What it measures.
Luteinizing Hormone (LH) is a pituitary glycoprotein that triggers ovulation in women and stimulates testosterone production in men. A sharp mid-cycle LH surge (20-80 mIU/mL) triggers oocyte maturation and follicle rupture — the signal that ovulation prediction kits detect. The LH:FSH ratio is elevated to 2:1 or greater in approximately 40-60% of women with PCOS. In men, LH level is critical for distinguishing primary from secondary hypogonadism.
LH released by the anterior pituitary in GnRH-driven pulses. In women, the mid-cycle estradiol surge triggers the LH surge, causing ovulation 35-44 hours later. In men, LH stimulates Leydig cells to synthesize testosterone.
Why it matters.
LH is the biological ovulation trigger — understanding your LH pattern is essential for timing intercourse or IUI. The LH:FSH ratio helps diagnose PCOS. In men, the LH level determines whether low testosterone is from testicular failure (high LH) or pituitary dysfunction (low LH) — which determines treatment.
Physiology.
LH acts on theca cells in ovarian follicles to produce androgens (which granulosa cells convert to estrogen). The LH surge triggers the dominant follicle to complete meiosis and ovulate. In the luteal phase, LH supports the corpus luteum's progesterone production. In men, LH stimulates Leydig cells to produce testosterone via cAMP signalling.
Testing & preparation.
How to prepare
- Women: Day 2-5 for baseline LH:FSH ratio
- Mid-cycle LH measured via OPK (urine) or serum if timing ovulation
- Men: no timing constraints
- Morning draw preferred
When to test
Women: Day 3 for PCOS evaluation; mid-cycle for ovulation timing. Men: when testosterone is low to classify hypogonadism type.
How often
As needed per clinical context. Not a routine monitoring marker.
Interpretation.
High luteinizing hormone
Common causes:
- Mid-cycle LH surge (normal ovulation — 20-80+ mIU/mL)
- PCOS (tonically elevated LH with LH:FSH >2:1)
- Primary gonadal failure (elevated LH + elevated FSH)
- Menopause (persistently elevated LH and FSH)
- Primary testicular failure in men
Implications:
- PCOS: chronically elevated LH drives ovarian androgen excess
- LH:FSH >2:1 with anovulation and hyperandrogenism supports PCOS diagnosis
- Paradoxical finding: in PCOS, elevated LH:FSH worsens ovulation but improves live birth after ovulation induction
- Men: elevated LH with low testosterone = primary hypogonadism (testes not responding)
Low luteinizing hormone
Common causes:
- Hypothalamic amenorrhoea (stress, low BMI, excessive exercise)
- Hyperprolactinaemia (prolactin suppresses GnRH pulses)
- Pituitary disorders
- Exogenous testosterone or anabolic steroids (men)
- Kallmann syndrome (congenital GnRH deficiency)
Implications:
- Low LH + low testosterone = secondary hypogonadism (treatable with gonadotropins)

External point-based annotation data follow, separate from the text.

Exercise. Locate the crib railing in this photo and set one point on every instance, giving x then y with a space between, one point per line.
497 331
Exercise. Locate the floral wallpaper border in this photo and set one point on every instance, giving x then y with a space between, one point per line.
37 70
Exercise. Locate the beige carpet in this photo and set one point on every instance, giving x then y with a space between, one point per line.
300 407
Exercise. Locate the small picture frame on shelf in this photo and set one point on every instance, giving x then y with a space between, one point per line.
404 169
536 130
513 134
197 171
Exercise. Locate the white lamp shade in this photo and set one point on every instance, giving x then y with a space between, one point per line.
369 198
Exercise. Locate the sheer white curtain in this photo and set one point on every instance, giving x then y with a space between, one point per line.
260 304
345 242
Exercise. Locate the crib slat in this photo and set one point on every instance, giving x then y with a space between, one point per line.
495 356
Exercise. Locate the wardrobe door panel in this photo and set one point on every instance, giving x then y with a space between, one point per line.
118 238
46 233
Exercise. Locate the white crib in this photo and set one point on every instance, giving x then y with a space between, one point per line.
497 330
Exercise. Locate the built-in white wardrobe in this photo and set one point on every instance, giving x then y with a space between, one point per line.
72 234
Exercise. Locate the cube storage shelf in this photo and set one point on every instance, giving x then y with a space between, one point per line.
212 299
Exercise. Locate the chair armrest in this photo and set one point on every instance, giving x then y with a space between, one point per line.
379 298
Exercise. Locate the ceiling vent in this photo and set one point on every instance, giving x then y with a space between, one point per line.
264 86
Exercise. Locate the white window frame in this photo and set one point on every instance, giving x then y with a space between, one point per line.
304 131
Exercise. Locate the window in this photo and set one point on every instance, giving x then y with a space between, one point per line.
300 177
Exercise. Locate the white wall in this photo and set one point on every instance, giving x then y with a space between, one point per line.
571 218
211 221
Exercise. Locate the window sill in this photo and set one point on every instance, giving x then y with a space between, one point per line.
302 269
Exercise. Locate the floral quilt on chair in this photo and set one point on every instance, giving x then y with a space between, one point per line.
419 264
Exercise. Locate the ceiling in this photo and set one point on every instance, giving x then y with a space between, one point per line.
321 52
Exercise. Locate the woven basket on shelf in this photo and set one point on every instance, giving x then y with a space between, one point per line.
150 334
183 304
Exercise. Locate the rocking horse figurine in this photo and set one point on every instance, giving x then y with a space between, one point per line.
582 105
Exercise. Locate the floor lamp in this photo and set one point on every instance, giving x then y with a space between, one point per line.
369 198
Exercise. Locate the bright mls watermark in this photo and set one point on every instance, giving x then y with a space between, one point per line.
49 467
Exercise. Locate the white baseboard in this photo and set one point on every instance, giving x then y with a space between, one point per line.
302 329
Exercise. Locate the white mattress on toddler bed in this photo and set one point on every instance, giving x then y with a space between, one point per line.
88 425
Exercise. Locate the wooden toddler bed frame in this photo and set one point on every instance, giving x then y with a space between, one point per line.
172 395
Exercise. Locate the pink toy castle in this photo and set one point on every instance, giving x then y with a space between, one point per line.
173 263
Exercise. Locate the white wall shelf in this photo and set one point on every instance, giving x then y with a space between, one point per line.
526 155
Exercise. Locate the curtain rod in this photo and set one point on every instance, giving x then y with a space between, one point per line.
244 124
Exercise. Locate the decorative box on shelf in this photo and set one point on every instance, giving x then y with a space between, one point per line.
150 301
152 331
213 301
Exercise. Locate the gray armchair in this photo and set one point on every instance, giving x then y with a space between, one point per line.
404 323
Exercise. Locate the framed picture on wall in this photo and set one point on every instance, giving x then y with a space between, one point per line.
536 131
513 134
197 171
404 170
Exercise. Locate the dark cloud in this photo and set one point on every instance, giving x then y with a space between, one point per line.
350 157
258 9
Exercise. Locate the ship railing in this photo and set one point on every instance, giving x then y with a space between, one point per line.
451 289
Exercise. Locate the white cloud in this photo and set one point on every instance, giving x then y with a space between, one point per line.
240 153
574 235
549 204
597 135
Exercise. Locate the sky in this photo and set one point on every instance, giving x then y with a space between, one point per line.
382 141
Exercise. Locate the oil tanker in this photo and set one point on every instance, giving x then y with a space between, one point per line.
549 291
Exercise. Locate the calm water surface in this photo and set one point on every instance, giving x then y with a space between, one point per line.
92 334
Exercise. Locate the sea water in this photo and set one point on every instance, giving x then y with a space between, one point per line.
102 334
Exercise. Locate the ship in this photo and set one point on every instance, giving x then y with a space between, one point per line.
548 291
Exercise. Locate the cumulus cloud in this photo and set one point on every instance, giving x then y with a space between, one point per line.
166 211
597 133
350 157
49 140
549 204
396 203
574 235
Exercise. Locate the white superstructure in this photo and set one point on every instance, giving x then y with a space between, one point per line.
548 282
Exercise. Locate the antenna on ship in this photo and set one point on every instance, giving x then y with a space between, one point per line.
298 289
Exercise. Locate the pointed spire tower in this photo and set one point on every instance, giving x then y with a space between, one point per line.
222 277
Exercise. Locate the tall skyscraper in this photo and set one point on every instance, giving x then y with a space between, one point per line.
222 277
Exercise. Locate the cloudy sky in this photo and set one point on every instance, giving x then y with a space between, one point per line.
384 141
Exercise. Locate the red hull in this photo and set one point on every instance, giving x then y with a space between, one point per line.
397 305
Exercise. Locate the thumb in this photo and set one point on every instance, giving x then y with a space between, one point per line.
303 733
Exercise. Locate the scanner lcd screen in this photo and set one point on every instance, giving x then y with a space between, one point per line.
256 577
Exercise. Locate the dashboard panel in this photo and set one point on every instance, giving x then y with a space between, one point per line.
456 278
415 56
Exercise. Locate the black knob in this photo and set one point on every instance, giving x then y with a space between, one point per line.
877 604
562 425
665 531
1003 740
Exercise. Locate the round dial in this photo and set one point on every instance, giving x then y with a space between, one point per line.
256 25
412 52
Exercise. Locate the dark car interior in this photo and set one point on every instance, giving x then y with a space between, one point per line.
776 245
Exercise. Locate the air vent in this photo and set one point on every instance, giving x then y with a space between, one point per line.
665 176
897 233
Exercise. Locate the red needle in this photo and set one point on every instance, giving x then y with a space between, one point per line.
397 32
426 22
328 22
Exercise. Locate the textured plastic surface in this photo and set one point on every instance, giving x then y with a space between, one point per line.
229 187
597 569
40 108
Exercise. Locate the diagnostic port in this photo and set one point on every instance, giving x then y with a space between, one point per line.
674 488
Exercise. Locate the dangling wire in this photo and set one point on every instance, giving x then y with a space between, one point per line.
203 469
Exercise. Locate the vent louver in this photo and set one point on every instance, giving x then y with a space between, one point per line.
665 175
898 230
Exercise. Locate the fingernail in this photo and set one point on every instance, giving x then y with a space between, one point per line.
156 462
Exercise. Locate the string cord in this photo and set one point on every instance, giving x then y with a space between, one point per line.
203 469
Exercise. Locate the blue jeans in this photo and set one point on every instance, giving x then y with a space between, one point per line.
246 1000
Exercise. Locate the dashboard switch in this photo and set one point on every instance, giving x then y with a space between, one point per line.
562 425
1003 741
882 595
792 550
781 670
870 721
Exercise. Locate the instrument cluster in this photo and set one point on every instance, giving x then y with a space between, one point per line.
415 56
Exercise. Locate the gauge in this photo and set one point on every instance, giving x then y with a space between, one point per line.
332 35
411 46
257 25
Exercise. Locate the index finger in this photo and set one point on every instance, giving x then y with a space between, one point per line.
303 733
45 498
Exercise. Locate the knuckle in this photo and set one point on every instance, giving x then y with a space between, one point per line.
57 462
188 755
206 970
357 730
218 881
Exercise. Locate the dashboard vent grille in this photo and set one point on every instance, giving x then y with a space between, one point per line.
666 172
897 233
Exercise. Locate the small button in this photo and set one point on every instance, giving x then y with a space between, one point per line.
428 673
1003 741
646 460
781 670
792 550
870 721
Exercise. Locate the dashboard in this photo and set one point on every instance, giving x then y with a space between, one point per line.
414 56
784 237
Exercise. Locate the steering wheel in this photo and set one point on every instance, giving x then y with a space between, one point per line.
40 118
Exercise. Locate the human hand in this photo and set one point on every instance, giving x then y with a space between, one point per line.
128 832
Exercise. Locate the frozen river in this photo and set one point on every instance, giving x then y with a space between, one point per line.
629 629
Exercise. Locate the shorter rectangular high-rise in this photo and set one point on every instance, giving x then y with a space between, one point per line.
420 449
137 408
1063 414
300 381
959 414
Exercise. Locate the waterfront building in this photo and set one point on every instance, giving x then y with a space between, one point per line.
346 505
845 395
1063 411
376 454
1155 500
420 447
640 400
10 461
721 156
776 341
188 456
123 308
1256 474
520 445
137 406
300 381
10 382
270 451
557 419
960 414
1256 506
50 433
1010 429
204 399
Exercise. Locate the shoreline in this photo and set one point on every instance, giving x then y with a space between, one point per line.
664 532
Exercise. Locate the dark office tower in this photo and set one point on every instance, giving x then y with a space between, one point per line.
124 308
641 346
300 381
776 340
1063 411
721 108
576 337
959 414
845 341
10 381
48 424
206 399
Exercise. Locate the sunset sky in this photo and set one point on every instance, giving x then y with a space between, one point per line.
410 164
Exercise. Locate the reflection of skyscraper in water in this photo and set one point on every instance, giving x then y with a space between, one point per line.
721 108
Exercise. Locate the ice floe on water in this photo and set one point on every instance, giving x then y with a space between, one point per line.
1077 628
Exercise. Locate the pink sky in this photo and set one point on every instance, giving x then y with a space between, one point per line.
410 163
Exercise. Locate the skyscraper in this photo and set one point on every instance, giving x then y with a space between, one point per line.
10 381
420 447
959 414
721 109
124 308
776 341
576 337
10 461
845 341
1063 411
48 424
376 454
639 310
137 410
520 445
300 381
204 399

- Low LH + low FSH + low estradiol + normal AMH = hypothalamic amenorrhoea
- Investigate pituitary function and prolactin
Optimization.
Diet
- No specific foods modulate LH directly
- Adequate caloric intake restores LH pulsatility in hypothalamic amenorrhoea
- Inositol (myo-inositol + D-chiro-inositol) may improve LH:FSH ratio in PCOS
Lifestyle
- Stress reduction and adequate sleep support GnRH pulsatility
- Weight restoration for underweight amenorrhoea
- Weight loss in PCOS can normalise LH:FSH ratio
Supplements
- Myo-inositol (4g/day) + D-chiro-inositol (100mg/day) studied in PCOS
- No supplements reliably raise low LH in secondary hypogonadism
FAQs.
What does the LH:FSH ratio tell you?
A ratio >2:1 on Day 3 is a classic PCOS indicator, reflecting disproportionate LH drive that causes excess ovarian androgen production. However, this ratio is not required for PCOS diagnosis — the 2023 guideline uses Rotterdam criteria (oligo-anovulation, hyperandrogenism, and/or polycystic morphology).
How do ovulation predictor kits work?
OPKs detect the LH surge in urine. When serum LH exceeds approximately 15-20 mIU/mL, the kits turn positive. Ovulation typically follows 35-44 hours after the LH surge begins. Testing daily from around Day 10 captures the surge in most women.
Can LH be too high even outside the surge?
Yes. Tonically elevated LH (outside mid-cycle) is a hallmark of PCOS. It drives excess androgen production from the ovaries, contributing to acne, hirsutism, and anovulation. In men, chronically elevated LH with low testosterone indicates the testes aren't responding to stimulation.